Interpreting the results report of a linear regression

by Dorinna Pentchev

In this example, a linear regression tool has been used in Alteryx to predict urban population of a country using different HDI indicators.

The output report looks like this:

The resulting prediction of urban population is a linear function of the independent variables shown in the call.

The residuals are the differences between the actual urban population of each country and the urban population predicted by the model. In the chart below, they would be the distances between the points (actual values) and the predicted line.

The coefficients essentially describe the relationship between the predicted value and the independent variables. In a more technical sense, the estimate shows by how much the urban population is predicted to change if the independent variable increases by one unit. For example, if the mean years of schooling rose by one year, the urban population is estimated to rise by 1.4 million (always remember in what units the dependent variable is measured in).

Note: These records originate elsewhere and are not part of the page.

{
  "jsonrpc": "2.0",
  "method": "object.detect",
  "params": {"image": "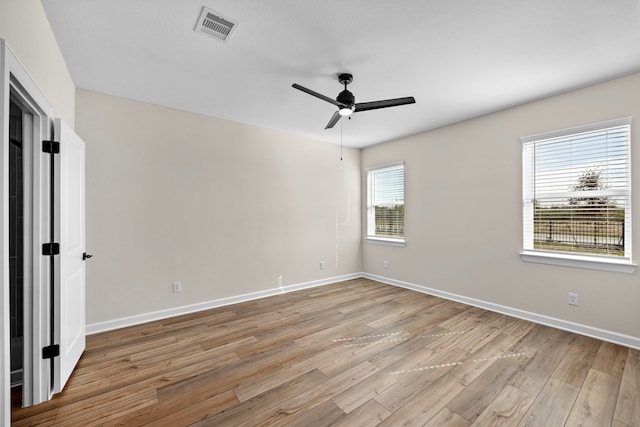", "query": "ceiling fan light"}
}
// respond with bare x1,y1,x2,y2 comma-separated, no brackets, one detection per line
338,107,355,116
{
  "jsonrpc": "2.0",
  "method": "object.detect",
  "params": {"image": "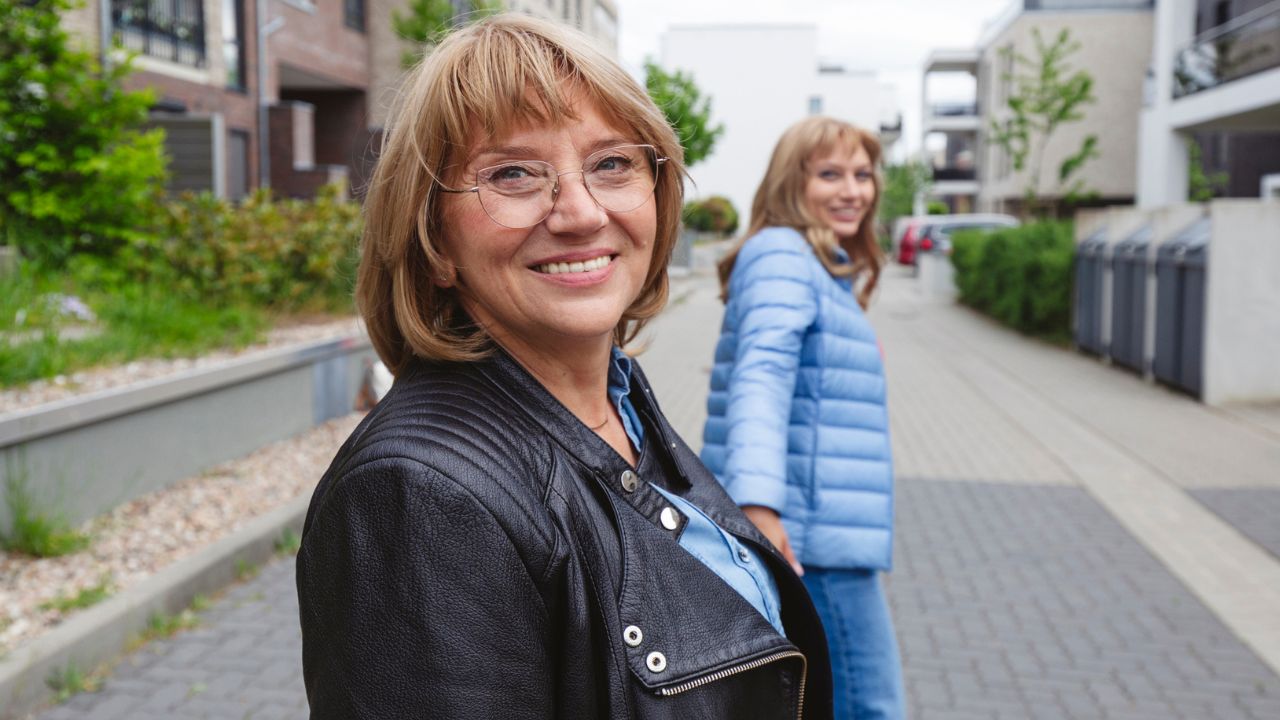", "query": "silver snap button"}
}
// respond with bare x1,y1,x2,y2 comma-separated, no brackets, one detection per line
658,507,680,530
645,652,667,673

The p-values test the hypothesis that the coefficient is equal to zero (i.e. the variable has no effect on the dependent). A small P-value means that the independent variable is statistically significant, a large p-value means that you cannot reject the hypothesis of the coefficient equaling zero.

The R-squared and adjusted R-squared represent how well the model explains the data i.e. what percentage of the data is explained by the model. A higher R-squared means the model fits better, but be careful – a very high R-squared simply means the model performs well with the data you are using – it does not necessarily mean the model will perform well if you feed it new data.